Step 4: Pivot to Alert Rule / Dashboard / SLO
The status.links.* identifiers are cross-provider pivots:
| Source field | Next command |
|---|
status.links.alert.rule.uid | gcx alert instances list --rule <uid> — all currently firing instances across clusters; hand off to investigate-alert for rule-side root cause |
status.links.dashboard.uid | gcx dashboards get <uid> (metadata/panels); gcx dashboards search <keywords> (find related); gcx dashboards snapshot <uid> --since 6h (visual inspection) |
status.links.slo.uid | gcx slo definitions status <uid> (current SLI + budget — note: budget figure may show 100% if recording rules are absent or budget went deeply negative; use gcx dashboards snapshot grafana_slo_app-<uid> --since 28d for the authoritative historical view); then gcx slo definitions get <uid> to extract datasource UID and recording-rule queries for gcx metrics query; or slo-investigate |
Step 5: Act
The same verb runs single-target (pass <id>) or bulk-by-filter (omit <id>, pass filter flags). Verbs: acknowledge, unacknowledge, silence (+ --duration seconds), unsilence, resolve, unresolve, delete. All are idempotent except delete.
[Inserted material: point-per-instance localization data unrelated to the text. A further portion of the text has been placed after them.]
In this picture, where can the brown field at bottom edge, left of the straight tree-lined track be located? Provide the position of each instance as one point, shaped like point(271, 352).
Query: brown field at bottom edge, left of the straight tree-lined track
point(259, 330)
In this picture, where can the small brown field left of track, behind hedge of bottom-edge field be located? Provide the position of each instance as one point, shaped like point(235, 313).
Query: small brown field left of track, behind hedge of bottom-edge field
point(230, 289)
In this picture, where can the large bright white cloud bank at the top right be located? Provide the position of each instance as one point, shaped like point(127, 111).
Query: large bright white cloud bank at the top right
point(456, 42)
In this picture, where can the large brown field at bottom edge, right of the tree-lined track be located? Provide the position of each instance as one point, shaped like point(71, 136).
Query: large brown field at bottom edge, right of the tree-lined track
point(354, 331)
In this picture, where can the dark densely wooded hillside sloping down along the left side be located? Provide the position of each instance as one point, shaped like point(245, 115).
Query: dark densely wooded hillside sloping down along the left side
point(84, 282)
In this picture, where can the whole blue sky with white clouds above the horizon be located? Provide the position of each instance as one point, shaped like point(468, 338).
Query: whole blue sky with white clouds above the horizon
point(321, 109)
gcx irm oncall alert-groups acknowledge <id>
gcx irm oncall alert-groups silence <id> --duration 3600
gcx irm oncall alert-groups acknowledge --team <PK> --state firing --yes
Result envelopes:
{"action":"acknowledge","target":{"alertGroupId":"<id>"},"changed":true}
{"action":"acknowledge","summary":{"matched":23,"succeeded":18,"skipped":5,"failed":0},"failures":[]}
changed:false / skipped++ on idempotent re-runs (not an error). matched == succeeded + skipped + failed. failures[] carries only errored targets.
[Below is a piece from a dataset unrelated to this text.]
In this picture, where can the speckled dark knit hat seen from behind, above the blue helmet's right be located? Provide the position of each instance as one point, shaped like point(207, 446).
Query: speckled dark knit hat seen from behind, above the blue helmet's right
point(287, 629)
Bulk in agent mode REQUIRES --yes when matched count > 1. Show the user the filter set and confirm before running — do not pre-fill --yes. A bulk call with no <id> AND no filter flags is blocked with a structured error containing suggestions[].
Error Handling
<id> argument or filter flag required — surface the error's suggestions[] to the user.
- Agent mode + matched > 1 + no
--yes — confirm scope with the user, then re-run with --yes.
- 404 on
get <id> — group may have been purged; retry the prior list with --all --state resolved.
webhook / formatted_webhook integrations — partial status.links.* and empty subject.labels are expected, not errors.
Tips
get inlines last_alert.raw_request_data — prefer it over list-alerts for typical triage.
subject.labels is canonical on get; on list it is HTML-scraped (good enough for the table, not for exact-label work).
- The team cell renders
<name> (<id>); the ID is the copy-paste target for --team.
gcx irm oncall alerts and alerts get were removed — use alert-groups list-alerts <group-id>.
Related Skills
- investigate-alert — rule-side root cause once you have
status.links.alert.rule.uid.
- slo-investigate — when
status.links.slo.uid is populated.
- debug-with-grafana — broader investigation when the alert is a symptom of a service-level issue.